Après cela, me disais-je, je me terrerai dans mon observatoire cosmologique de la côte bretonne (pour travailler au prochain cycle) et arpenterai les chemins côtiers encore peu fréquentés, vêtu de vent, de pluie et de silence…
Cet automne-là, je me sentais prêt, et avais tracé un itinéraire approximatif.
Je prendrais Tokyo comme point de départ et me dirigerais ensuite vers le nord, pour atteindre enfin le Hokkaïdo.
Assis dans ce café, à l’aéroport de Paris, par un matin ensoleillé de septembre (j’avais quitté la veille mon bel ermitage breton), j’étais attentif aux sons japonais que j’entendais tout autour de moi, en particulier ceux que proférait une longue fille au visage lunaire, et j’ai laissé quelques souvenirs littéraire du Japon me traverser l’esprit : le soleil couchant de Dazaï ; Rugetsu, le professeur de haïku dans la nouvelle de Nagai Kafu : La Sumida ; le jeune étudiant de Kawabata qui marchait seul sur la péninsule d’Izu et rencontrait un groupe de danseurs (« à les entendre parler d’Oshima, mon coeur s’emplit de poésie »)…

Revue de Presse

Qu’est-ce qui pousse l’homme à se mettre en route ? Quel désir l’encourage à marcher dans le vent et la lumière ? Pour quel matin du monde ? Par un bel après-midi de septembre, Kenneth White quitte sa côte bretonne : il veut arpenter le Japon ; il veut gagner Hokkaidô et voir le vol des cygnes sauvages venus de Sibérie pour hiberner au milieu des lacs ; il veut suivre les traces du poète Bashô qui s’aventura dans le Nord et composa, à l’écoute du silence, sa très belle Sente étroite du Bout-du-Monde.
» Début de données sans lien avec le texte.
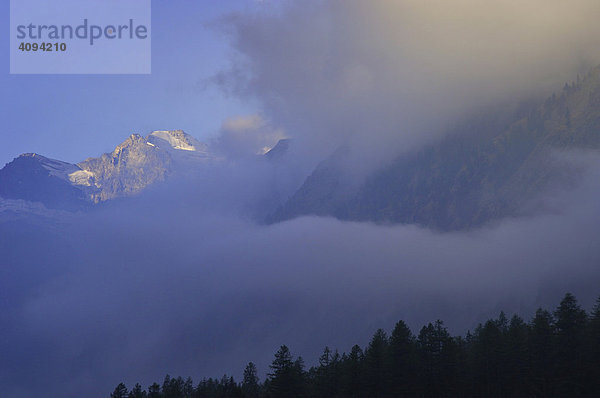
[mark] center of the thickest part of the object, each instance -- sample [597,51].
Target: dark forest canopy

Après quelques jours passés à Tokyo, une ville à la poésie secrète et compliquée, l’auteur boucle son bagage et part en compagnie d’un écrivain plutôt amer ; des mots sombres se glissent dans le dialogue : « trop fort, trop tard, rien, cage, arène sociale, piétinement, trahison ». La voiture emmène les deux voyageurs hors de l’enchevêtrement urbain et les conduit vers des endroits où ils pourront, chacun à leur manière, cultiver ce qui a été perdu. Kenji s’arrête dans la ville de ses parents, Kenneth White poursuit l’ascension vers le Nord et gagne le territoire des Aïnous, une minorité ethnique millénaire « noire comme des gitans », écrivait Anton Tchekhov dans l’Île. Un nouvel espace s’ouvre à son esprit : la brume et l’humidité ambiante effacent les contours ; tout est affaire de vent, de pluie et de vide ; la nature semble flotter dans les airs. Ici commence l’autre voyage, celui de la déconstruction, de la perte et de l’éveil. « Afin d’apprécier le vrai bonheur, nous devons voyager vers des pays très lointains, hors de nous-mêmes », affirmait l’essayiste et le médecin Thomas Browne il y a quatre siècles. Pour être heureux, il faut se placer seul devant le visage terrestre et accueillir sa beauté, ajoute Kenneth White ; alors les voix du monde se feront entendre. Magnifique hymne à la vie, Les Cygnes sauvages nous propose d’emprunter le chemin blanc des poètes, un chemin enraciné dans l’âme et le réel.

Aurélie Julia, La Revue des Deux Mondes.